An interesting post turned up on my twitter:Click here for the article [in new window]:
A good read about supporting legacy systems and how calling them 'Classic' and giving them the support and respect they need and deserve benefits an organisation. The author commented thus:
Given the realities of legacy systems, I wonder why more emphasis isn't made on avoiding problems by adopting applications that are open and upgradeable, without lock-in or other burdens. Being an IT leader shouldn't mean kicking the can down the road for the next IT leader to deal with.
Which I thought was just too easy and showed a over simplistic view of the challenges involved. There is my replay explaining why we are not going to see even the beginning od the end of classic for at least 15 years.
The answer to your question is not simple but here goes:
1) Being open and upgradable is only true briefly. Open source projects get abandoned as they become stale or just 'no longer cool'. We see open source are upgradeable because we are looking over a planning horizon of years not decades.
2) Open source is not always more maintainable; do we go for a clean, will constructed commercial stack of a loosely associated constellation of applications which happen to work together? We need to be very careful over which open source we go for. In a highly regulated environment, 'Any old Linux' is not going to cut it for example. A bank, or even a large retail chain, will not have the resources inhouse to manage an entire Linux stack and so has little choice but to buy in Redhat or one of the similar third party systems. Otherwise, the user of the stack cannot guarantee to the regulator due diligence over the stack they are using.
3) Now for the kicker, the mainframe. The problem here is that the open source, closed source or any other world has not yet provided a distributed computing alternative to large mainframe installations. The transnational consistency model available with System Z cannot be replicated using commodity hardware and modern networking technology in any meaningful way. The issue is throughput vs latency. You can code up a x86_64 server system to manage huge throughput with a consistent eventually model (think Google) or with a instantly consistent low latency model (think high frequency trading) but both at once is simply impossible due to all sorts of issues such as the Von Neuman bottle neck (i.e. main memory speeds), processor design, network latency, power constraints and hardware reliability.
So, if you have a 'classic' System Z based infrastructure the transactional consistency it provides is likely to be baked into the way the business works. It will be baked into the business's relationship with the regulators. It cannot be 'modernised' because there is nothing to modernise it to. It could be replaced, but that is not just replacing it but replacing an entire way of functioning for the business; this can amount to a complete pivot of a company's business model. Will the new business be competitive? Will it be hit by huge regulator fines? Will the disruption in the pivot cause irreparable damage to the business?
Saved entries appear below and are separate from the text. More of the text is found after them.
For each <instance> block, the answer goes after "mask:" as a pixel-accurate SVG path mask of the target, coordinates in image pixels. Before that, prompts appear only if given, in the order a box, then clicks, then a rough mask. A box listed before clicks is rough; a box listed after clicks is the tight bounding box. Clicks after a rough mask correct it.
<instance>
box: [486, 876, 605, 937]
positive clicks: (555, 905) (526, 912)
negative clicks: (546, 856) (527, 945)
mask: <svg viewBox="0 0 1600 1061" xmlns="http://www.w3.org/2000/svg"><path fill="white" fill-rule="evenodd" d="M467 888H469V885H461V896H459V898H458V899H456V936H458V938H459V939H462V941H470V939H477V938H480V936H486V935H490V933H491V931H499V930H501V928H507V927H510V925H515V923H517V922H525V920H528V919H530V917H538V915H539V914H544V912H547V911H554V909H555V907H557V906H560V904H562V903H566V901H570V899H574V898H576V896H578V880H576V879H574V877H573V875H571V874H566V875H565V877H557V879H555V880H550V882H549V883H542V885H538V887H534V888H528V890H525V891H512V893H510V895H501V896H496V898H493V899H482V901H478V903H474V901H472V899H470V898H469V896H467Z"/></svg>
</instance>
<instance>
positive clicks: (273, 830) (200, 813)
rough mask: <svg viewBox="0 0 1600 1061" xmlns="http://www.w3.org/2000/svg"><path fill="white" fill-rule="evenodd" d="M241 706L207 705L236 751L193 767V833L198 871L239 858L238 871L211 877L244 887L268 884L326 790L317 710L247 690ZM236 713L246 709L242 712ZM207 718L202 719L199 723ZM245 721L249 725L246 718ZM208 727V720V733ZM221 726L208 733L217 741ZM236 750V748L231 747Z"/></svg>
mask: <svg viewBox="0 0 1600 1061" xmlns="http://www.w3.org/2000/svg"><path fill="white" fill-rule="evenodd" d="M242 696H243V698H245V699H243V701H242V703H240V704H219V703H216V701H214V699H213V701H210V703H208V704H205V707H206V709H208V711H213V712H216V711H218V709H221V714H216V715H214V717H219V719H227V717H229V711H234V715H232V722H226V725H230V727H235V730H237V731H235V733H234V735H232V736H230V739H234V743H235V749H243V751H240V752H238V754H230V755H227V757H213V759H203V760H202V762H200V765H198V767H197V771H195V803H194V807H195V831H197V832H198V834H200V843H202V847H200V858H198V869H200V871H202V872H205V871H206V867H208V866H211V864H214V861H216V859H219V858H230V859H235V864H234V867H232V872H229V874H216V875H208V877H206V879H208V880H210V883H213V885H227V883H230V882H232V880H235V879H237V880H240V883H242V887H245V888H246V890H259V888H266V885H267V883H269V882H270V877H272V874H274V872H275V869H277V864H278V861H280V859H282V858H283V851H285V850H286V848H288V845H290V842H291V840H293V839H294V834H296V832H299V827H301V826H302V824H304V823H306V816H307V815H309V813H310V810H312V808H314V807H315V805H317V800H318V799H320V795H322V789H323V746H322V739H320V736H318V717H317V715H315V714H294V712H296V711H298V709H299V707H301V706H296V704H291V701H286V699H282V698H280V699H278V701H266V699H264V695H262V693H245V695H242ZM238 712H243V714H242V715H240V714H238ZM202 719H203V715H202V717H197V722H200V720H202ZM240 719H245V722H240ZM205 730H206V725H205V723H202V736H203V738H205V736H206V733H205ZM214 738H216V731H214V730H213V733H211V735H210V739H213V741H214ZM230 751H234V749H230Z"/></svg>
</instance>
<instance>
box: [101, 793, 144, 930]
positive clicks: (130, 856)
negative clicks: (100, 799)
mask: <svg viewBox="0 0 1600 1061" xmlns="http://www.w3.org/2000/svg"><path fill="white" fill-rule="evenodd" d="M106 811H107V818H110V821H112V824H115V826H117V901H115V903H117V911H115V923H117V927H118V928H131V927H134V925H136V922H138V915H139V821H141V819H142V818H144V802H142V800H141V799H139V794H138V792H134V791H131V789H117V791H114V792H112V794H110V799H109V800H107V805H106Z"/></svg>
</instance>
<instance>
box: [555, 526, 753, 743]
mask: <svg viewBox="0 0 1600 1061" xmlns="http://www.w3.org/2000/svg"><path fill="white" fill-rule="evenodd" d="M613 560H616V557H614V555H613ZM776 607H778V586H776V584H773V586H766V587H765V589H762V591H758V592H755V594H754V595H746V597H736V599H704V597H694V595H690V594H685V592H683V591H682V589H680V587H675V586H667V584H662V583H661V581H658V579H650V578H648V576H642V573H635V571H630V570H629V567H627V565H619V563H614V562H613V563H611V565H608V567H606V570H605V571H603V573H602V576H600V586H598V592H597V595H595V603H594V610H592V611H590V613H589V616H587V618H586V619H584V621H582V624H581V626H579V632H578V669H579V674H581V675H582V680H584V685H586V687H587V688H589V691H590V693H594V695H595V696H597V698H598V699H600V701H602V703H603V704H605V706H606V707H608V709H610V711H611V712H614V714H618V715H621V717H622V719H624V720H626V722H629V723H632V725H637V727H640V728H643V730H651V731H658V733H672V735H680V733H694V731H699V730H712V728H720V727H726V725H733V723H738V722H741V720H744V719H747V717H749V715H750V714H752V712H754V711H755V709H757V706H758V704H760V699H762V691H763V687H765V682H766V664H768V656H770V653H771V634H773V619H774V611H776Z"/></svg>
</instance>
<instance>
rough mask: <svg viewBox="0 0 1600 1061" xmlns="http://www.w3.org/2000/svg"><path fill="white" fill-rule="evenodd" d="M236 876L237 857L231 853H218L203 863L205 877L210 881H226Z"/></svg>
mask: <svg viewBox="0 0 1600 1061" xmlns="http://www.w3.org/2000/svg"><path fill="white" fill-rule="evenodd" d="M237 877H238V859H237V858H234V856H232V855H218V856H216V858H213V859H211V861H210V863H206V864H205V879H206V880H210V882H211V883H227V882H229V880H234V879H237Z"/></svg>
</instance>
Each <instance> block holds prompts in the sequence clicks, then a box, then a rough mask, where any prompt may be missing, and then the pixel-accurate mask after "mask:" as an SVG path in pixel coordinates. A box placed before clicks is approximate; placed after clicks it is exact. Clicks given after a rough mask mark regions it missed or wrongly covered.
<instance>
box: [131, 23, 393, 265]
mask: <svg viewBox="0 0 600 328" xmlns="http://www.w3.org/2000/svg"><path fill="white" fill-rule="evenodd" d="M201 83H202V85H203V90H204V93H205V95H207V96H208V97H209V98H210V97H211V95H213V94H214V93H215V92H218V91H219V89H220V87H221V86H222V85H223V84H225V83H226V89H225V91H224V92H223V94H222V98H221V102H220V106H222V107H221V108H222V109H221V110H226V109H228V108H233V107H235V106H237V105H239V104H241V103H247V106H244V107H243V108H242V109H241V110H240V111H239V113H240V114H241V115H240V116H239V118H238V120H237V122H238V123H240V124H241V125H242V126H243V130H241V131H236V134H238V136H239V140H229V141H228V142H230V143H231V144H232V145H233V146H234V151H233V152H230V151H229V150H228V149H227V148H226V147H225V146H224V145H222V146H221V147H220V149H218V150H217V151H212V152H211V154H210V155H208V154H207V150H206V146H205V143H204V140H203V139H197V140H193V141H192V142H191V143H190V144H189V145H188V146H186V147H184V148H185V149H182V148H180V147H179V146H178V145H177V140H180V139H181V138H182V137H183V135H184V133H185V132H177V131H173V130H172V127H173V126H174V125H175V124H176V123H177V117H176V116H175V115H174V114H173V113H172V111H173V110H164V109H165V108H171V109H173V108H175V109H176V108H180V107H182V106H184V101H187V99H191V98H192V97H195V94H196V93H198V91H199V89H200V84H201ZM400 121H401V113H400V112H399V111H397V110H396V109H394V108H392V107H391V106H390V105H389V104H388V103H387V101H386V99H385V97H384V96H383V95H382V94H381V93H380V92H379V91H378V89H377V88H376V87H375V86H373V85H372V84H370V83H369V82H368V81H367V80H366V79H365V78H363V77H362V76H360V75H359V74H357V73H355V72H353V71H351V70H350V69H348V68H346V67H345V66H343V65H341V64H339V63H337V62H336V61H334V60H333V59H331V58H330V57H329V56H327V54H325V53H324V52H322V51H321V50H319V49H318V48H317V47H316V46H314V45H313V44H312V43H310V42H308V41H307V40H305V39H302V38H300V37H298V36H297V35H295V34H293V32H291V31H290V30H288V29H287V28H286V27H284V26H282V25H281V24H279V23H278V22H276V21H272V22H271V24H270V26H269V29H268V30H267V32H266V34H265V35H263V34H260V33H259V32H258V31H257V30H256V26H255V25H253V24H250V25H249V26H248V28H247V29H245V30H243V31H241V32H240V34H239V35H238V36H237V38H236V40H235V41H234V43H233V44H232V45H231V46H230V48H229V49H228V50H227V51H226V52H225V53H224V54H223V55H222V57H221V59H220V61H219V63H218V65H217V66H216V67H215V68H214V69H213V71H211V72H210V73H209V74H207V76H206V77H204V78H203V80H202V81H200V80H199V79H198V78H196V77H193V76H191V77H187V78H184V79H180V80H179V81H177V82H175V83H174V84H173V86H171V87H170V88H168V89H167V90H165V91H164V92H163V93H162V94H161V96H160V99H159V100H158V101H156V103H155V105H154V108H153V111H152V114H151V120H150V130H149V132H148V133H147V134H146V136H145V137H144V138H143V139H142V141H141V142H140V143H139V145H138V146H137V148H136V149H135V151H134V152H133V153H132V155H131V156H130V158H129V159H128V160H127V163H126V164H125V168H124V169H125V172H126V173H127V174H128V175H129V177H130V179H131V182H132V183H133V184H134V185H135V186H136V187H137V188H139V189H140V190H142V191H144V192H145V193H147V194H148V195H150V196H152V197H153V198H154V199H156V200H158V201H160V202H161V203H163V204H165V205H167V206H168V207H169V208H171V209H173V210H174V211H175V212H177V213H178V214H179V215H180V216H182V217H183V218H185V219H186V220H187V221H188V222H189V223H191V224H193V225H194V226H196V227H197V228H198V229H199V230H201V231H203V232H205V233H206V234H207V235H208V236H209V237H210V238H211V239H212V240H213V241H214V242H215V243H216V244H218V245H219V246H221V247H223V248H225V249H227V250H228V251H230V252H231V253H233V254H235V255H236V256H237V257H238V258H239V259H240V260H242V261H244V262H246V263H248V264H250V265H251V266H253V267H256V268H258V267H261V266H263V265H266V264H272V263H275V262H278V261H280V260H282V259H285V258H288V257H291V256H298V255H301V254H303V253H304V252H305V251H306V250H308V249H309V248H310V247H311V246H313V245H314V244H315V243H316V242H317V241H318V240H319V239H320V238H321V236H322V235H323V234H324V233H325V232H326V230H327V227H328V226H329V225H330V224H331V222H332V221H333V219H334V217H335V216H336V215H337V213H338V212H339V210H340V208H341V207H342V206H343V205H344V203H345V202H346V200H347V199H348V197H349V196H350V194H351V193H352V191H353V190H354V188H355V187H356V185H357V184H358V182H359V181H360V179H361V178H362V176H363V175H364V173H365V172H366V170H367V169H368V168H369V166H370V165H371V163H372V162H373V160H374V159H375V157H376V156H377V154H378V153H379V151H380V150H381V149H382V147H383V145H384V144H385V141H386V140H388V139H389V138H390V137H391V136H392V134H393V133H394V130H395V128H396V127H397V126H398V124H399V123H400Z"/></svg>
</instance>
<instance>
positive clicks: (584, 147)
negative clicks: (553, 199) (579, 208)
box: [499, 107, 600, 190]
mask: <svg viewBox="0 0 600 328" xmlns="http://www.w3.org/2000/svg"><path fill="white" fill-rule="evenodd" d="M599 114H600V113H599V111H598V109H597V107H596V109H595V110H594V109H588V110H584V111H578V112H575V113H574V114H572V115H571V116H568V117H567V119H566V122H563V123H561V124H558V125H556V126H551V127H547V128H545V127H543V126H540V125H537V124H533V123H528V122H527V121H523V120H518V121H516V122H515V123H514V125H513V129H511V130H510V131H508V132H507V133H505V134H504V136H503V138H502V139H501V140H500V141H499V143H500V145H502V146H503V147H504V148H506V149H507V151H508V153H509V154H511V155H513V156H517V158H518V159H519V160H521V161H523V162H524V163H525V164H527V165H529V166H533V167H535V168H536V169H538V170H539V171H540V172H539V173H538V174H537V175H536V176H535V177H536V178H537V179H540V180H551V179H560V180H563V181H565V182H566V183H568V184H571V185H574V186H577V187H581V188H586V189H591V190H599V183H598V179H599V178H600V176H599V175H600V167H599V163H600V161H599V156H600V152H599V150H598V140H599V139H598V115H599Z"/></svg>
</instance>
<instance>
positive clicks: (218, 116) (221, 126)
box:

I do see a world, 15 ot even 26 years hence, where silicon to silicon fibre and fpga baked into network cards can start to allow x86_64 (or similar) based hardware to lift and shift away from System Z; but that is firmly in the future and still in doubt. Until such time, maintenance of classic systems will continue to be necessary and achieving small, incremental shifts away from those systems is all which even the most ambitious CIO should be expecting. I look back 15 years so see that distributed computing has scaled out enormously but has done little to tackle the transactional consistency vertical scaling issue; hence my prediction that we need at least another 15 years for that to happen.
Maybe, just maybe, it will never happen. We might still be using classic technology in 50 years time just as we are still driving around Otto Cycle engines which were invented over a century ago and have never been replaced by more modern systems.